Hi, I’m working on a CRNN project forked from this repo. I felt like it was a bit messy so I decided to clean it. Here is the original code:
class CRNN0(nn.Module):
def __init__(self, img_channel, img_height, img_width, num_class,
map_to_seq_hidden=64, rnn_hidden=256, leaky_relu=False):
super(CRNN0, self).__init__()
self.cnn, (output_channel, output_height, output_width) = \
self._cnn_backbone(img_channel, img_height, img_width, leaky_relu)
self.map_to_seq = nn.Linear(output_channel * output_height, map_to_seq_hidden)
self.rnn1 = nn.LSTM(map_to_seq_hidden, rnn_hidden, bidirectional=True)
self.rnn2 = nn.LSTM(2 * rnn_hidden, rnn_hidden, bidirectional=True)
self.dense = nn.Linear(2 * rnn_hidden, num_class)
def _cnn_backbone(self, img_channel, img_height, img_width, leaky_relu):
assert img_height % 16 == 0
assert img_width % 4 == 0
channels = [img_channel, 64, 128, 256, 256, 512, 512, 512]

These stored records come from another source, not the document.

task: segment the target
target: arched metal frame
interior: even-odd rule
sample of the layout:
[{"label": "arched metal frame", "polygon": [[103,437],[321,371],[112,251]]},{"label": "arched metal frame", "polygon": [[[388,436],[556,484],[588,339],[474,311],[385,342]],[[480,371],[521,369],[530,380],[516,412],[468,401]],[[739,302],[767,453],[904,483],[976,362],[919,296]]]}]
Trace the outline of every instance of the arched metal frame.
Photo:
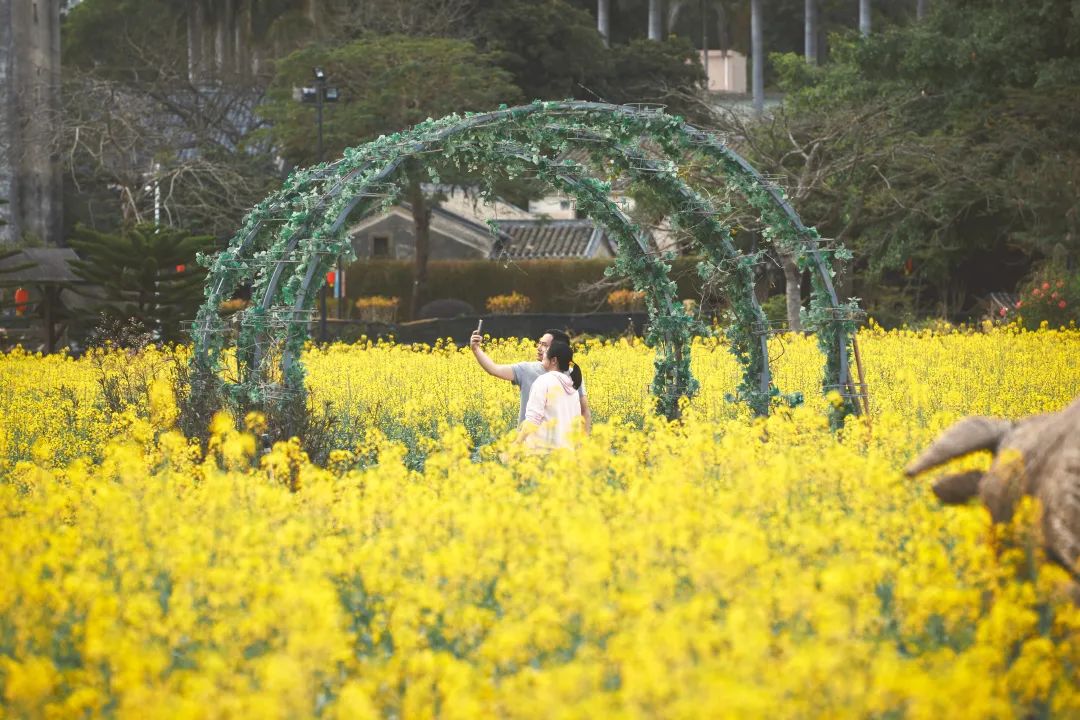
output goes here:
[{"label": "arched metal frame", "polygon": [[[649,152],[642,142],[650,143]],[[852,305],[841,304],[832,267],[784,198],[738,153],[705,131],[662,112],[603,103],[534,103],[515,108],[428,121],[400,135],[346,150],[332,163],[300,171],[278,192],[257,205],[229,247],[209,262],[206,302],[192,331],[193,392],[213,392],[224,402],[267,407],[303,397],[299,354],[308,337],[315,299],[326,271],[341,255],[351,256],[344,235],[350,218],[388,207],[406,185],[405,167],[426,168],[431,153],[458,166],[482,170],[499,160],[498,172],[534,173],[573,196],[616,241],[621,267],[636,289],[646,293],[652,339],[657,345],[653,392],[662,412],[677,414],[678,400],[697,383],[689,372],[688,344],[694,322],[686,317],[667,277],[669,266],[650,251],[640,228],[608,197],[608,186],[589,168],[565,157],[587,150],[634,181],[657,190],[671,204],[673,224],[686,230],[708,259],[708,272],[724,272],[735,311],[733,352],[744,367],[740,395],[755,412],[768,411],[777,394],[768,363],[768,323],[754,292],[754,255],[741,254],[730,229],[711,201],[683,181],[676,163],[687,158],[712,163],[729,186],[758,209],[766,236],[785,244],[813,271],[811,302],[819,308],[822,349],[827,356],[826,389],[854,393],[849,369]],[[240,316],[235,382],[221,379],[224,321],[217,308],[243,283],[252,284],[252,301]],[[273,351],[281,347],[280,359]],[[831,382],[830,382],[831,381]],[[845,409],[858,413],[855,403]]]}]

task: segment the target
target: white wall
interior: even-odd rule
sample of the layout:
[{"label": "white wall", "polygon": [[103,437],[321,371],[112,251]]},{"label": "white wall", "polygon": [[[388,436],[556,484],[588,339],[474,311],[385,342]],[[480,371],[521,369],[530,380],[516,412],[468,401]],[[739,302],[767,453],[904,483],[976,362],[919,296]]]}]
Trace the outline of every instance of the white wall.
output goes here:
[{"label": "white wall", "polygon": [[709,71],[709,91],[746,93],[746,56],[734,50],[710,50],[702,64]]},{"label": "white wall", "polygon": [[552,220],[573,220],[576,217],[574,201],[565,195],[547,195],[530,200],[529,214],[547,216]]}]

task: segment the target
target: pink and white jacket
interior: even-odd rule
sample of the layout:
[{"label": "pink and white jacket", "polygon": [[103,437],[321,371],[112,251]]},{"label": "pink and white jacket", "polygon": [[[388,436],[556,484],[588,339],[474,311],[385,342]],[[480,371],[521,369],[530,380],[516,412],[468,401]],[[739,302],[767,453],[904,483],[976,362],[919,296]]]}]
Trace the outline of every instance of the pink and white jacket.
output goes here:
[{"label": "pink and white jacket", "polygon": [[536,378],[525,405],[525,422],[536,425],[526,443],[532,447],[568,448],[574,418],[581,417],[581,399],[566,373],[552,370]]}]

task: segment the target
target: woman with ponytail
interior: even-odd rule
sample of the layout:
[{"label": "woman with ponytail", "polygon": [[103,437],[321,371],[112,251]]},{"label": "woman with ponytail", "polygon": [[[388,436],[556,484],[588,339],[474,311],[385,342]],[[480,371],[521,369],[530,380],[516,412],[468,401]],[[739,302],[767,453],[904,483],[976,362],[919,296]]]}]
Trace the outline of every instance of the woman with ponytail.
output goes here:
[{"label": "woman with ponytail", "polygon": [[541,361],[544,374],[533,382],[518,441],[540,449],[571,447],[570,434],[581,423],[581,368],[570,345],[555,340]]}]

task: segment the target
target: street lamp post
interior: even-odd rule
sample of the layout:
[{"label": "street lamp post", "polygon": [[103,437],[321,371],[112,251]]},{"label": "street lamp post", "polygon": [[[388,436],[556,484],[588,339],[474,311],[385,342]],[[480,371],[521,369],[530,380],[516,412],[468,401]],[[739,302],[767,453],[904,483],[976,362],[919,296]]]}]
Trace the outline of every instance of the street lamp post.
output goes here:
[{"label": "street lamp post", "polygon": [[[315,162],[323,161],[323,105],[338,101],[337,88],[326,86],[326,71],[317,67],[312,71],[315,77],[315,87],[302,87],[294,91],[296,98],[307,104],[315,106],[316,146]],[[338,314],[341,314],[341,303],[338,303]],[[319,294],[319,336],[322,342],[326,342],[326,285]]]},{"label": "street lamp post", "polygon": [[315,155],[315,162],[322,162],[323,159],[323,143],[322,143],[322,108],[323,102],[326,100],[326,73],[322,68],[315,68],[315,124],[319,127],[319,140],[318,150]]},{"label": "street lamp post", "polygon": [[701,64],[705,67],[705,91],[708,92],[709,83],[712,80],[709,77],[709,16],[707,14],[708,8],[705,7],[705,0],[698,3],[698,10],[701,16]]},{"label": "street lamp post", "polygon": [[315,106],[315,125],[317,130],[318,144],[316,145],[315,162],[323,160],[323,105],[338,101],[338,89],[326,86],[326,71],[317,67],[312,71],[315,77],[314,87],[297,88],[294,91],[296,98],[305,104]]}]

kernel_sizes = [3, 3, 3, 3, 3, 3, 2]
strides = [1, 1, 1, 1, 1, 1, 1]
paddings = [1, 1, 1, 1, 1, 1, 0]
cnn = nn.Sequential()
def conv_relu(i, batch_norm=False):
# shape of input: (batch, input_channel, height, width)
input_channel = channels[i]
output_channel = channels[i + 1]
cnn.add_module(
f'conv{i}',
nn.Conv2d(input_channel, output_channel, kernel_sizes[i], strides[i], paddings[i])
)
if batch_norm:
cnn.add_module(f'batchnorm{i}', nn.BatchNorm2d(output_channel))
relu = nn.LeakyReLU(0.2, inplace=True) if leaky_relu else nn.ReLU(inplace=True)
cnn.add_module(f'relu{i}', relu)
conv_relu(0)
cnn.add_module('pooling0', nn.MaxPool2d(kernel_size=2, stride=2))
conv_relu(1)
cnn.add_module('pooling1', nn.MaxPool2d(kernel_size=2, stride=2))
conv_relu(2)
conv_relu(3)
cnn.add_module(
'pooling2',
nn.MaxPool2d(kernel_size=(2, 1))
)
conv_relu(4, batch_norm=True)
conv_relu(5, batch_norm=True)
cnn.add_module(
'pooling3',
nn.MaxPool2d(kernel_size=(2, 1))
)
conv_relu(6)
output_channel, output_height, output_width = channels[-1], img_height // 16 - 1, img_width // 4 - 1
return cnn, (output_channel, output_height, output_width)
def forward(self, images):
conv = self.cnn(images)
batch, channel, height, width = conv.size()
conv = conv.view(batch, channel * height, width)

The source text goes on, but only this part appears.